Die Woche
Christine Riedel

Herman van Veens "Signale"

Leben ohne Zynismus

9 feb 1984

Er ist einer der wenigen, die nicht an Ausdruckskraft verlieren, einer, der weiß, wie schnell Überzeugungen zu bloßen Verkaufsschlagern werden können. Herman van Veen hat für sein Talent und seine Botschaft vielfältige Wirkungsbereiche gefunden. Er arbeitet als Komponist, Filmemacher, Autor, Schauspieler, Musiker, Sänger, Pantomime, Clown. Vergangenen Donnerstag gastierten er und seine hervorragende Band im Regensburger Audimax. Rund 1500 Besucher erlebten drei Stunden lang eine Show, die durch Musikalität, Lebendigkeit, Kritik und Komik überzeugte.

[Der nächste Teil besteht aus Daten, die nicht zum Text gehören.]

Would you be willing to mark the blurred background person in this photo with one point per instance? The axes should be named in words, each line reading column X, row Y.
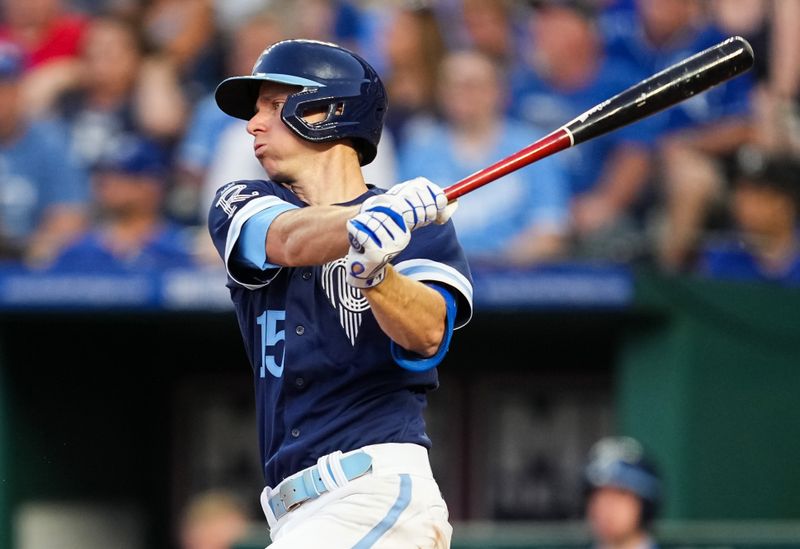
column 343, row 22
column 216, row 148
column 122, row 91
column 778, row 99
column 49, row 33
column 521, row 220
column 697, row 138
column 623, row 491
column 492, row 27
column 131, row 232
column 566, row 73
column 44, row 193
column 185, row 34
column 764, row 244
column 411, row 49
column 213, row 519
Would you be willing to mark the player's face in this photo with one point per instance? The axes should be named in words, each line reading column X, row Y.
column 282, row 153
column 614, row 514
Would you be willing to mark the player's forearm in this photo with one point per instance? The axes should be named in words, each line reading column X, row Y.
column 309, row 236
column 409, row 312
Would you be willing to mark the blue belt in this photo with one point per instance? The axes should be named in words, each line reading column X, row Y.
column 309, row 485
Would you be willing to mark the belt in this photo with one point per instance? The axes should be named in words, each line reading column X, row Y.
column 330, row 472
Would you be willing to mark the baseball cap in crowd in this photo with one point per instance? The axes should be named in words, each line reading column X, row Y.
column 135, row 155
column 12, row 61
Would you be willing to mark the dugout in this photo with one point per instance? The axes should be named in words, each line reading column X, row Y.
column 112, row 411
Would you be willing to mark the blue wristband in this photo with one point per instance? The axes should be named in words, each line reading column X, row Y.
column 414, row 362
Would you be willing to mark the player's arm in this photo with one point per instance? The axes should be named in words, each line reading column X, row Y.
column 309, row 236
column 411, row 313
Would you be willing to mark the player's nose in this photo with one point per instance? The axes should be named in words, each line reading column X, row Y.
column 258, row 123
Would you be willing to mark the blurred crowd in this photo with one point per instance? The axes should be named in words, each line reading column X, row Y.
column 111, row 144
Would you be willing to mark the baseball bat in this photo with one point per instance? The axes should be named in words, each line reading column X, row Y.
column 664, row 89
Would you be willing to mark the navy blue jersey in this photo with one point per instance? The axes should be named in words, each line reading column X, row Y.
column 324, row 373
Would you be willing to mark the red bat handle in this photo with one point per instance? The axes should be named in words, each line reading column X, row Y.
column 547, row 145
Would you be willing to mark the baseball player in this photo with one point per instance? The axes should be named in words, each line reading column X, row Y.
column 347, row 297
column 623, row 494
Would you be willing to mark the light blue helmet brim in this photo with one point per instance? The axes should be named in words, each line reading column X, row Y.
column 236, row 96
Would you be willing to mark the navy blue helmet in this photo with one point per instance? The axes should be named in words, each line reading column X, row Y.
column 621, row 462
column 331, row 78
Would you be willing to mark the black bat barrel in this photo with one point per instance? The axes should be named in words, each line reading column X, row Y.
column 664, row 89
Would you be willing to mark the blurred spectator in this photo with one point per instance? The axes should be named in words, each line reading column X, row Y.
column 522, row 219
column 412, row 46
column 491, row 27
column 778, row 99
column 131, row 233
column 122, row 92
column 49, row 34
column 567, row 74
column 339, row 21
column 43, row 192
column 186, row 34
column 215, row 147
column 765, row 245
column 699, row 137
column 623, row 494
column 212, row 520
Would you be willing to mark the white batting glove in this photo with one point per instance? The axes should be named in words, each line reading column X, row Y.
column 376, row 236
column 425, row 202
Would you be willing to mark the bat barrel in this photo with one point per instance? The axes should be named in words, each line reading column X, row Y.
column 674, row 84
column 664, row 89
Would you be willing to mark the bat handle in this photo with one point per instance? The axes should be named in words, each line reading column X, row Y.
column 547, row 145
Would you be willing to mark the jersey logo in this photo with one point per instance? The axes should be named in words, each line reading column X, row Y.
column 348, row 301
column 230, row 196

"Charly Chaplin ist das Schönste, was ich in meinem Beruf gesehen habe. Ein Mann, der auf sublime Weise mit Ironie und Zärtlichkeit umzugehen versteht, der einem das Lachen vergehen läßt auf eine so warme, einnehmende Art, daß man reicher davon wird." Auch Herman van Veen hat es sich zu eigen gemacht, ohne Zynismus menschliche Schwächen und Gedankenlosigkeit zu entlarven. Mut zur Phantasie, zur Ehrlichkeit zu sich selbst, Sensibilität für die Leiden anderer, das sind Ideale, die aus allen Liedtexten sprechen. Der Besucher schenkt dem Clown aus Holland ein Lächeln und wird auf diese Weise aufnahmebereit für dessen Kritik.

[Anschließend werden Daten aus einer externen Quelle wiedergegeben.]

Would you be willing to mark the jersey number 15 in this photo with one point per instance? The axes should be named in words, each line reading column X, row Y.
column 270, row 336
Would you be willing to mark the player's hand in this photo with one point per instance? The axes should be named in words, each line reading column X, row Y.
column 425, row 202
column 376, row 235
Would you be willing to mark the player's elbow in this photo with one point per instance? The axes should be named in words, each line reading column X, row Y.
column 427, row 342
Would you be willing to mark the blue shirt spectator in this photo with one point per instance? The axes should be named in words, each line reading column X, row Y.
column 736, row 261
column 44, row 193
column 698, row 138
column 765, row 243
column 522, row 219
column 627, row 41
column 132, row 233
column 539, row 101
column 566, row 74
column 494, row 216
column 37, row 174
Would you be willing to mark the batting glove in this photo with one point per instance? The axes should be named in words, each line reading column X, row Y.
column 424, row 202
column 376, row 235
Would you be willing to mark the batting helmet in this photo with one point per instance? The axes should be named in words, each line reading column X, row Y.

Van Veen vertraut auf die Macht der Worte und der Musik. Doch manchmal scheint er auch der Verzweiflung nahe über die wachsende Gefühlskälte. "Familien in Ost und West / die man nicht zueinanderläßt / nur Wolken ungehindert ziehn / von Ost- nach Westberlin / ist uns das heute schon egal. / Gebt jetzt ein Zeichen, ein Signal / daß Beharrlichkeit doch zum Ziele führt / daß ihr Schicksal uns berührt", heißt es im Titelsong "Signale".
Mit begeistertem Beifall belohnte das Publikum die musikalische Virtuosität Erik van der Wurff, der Klavier und Synthesizer bedient und der anderen Musiker (Nard Reijnders, Saxophon und Klarinett, Chris Lookers, Gitarre, Cees van der Laarse, Baßgitarre), deren Können einen guten Teil zum Abwechslungsreichtum der Show beitrug. Herman van Veen selbst hat die Fä- higkeit, alles zu Musik zu machen; jeder Laut, jeder Gegenstand wird zum Lied, zum Instrument und seine ganze Kunst schöpft aus die sem elementaren Gefühl und Rhythmen.

Sechs Zugaben bot der nimmermüde Holländer seinem Publikum.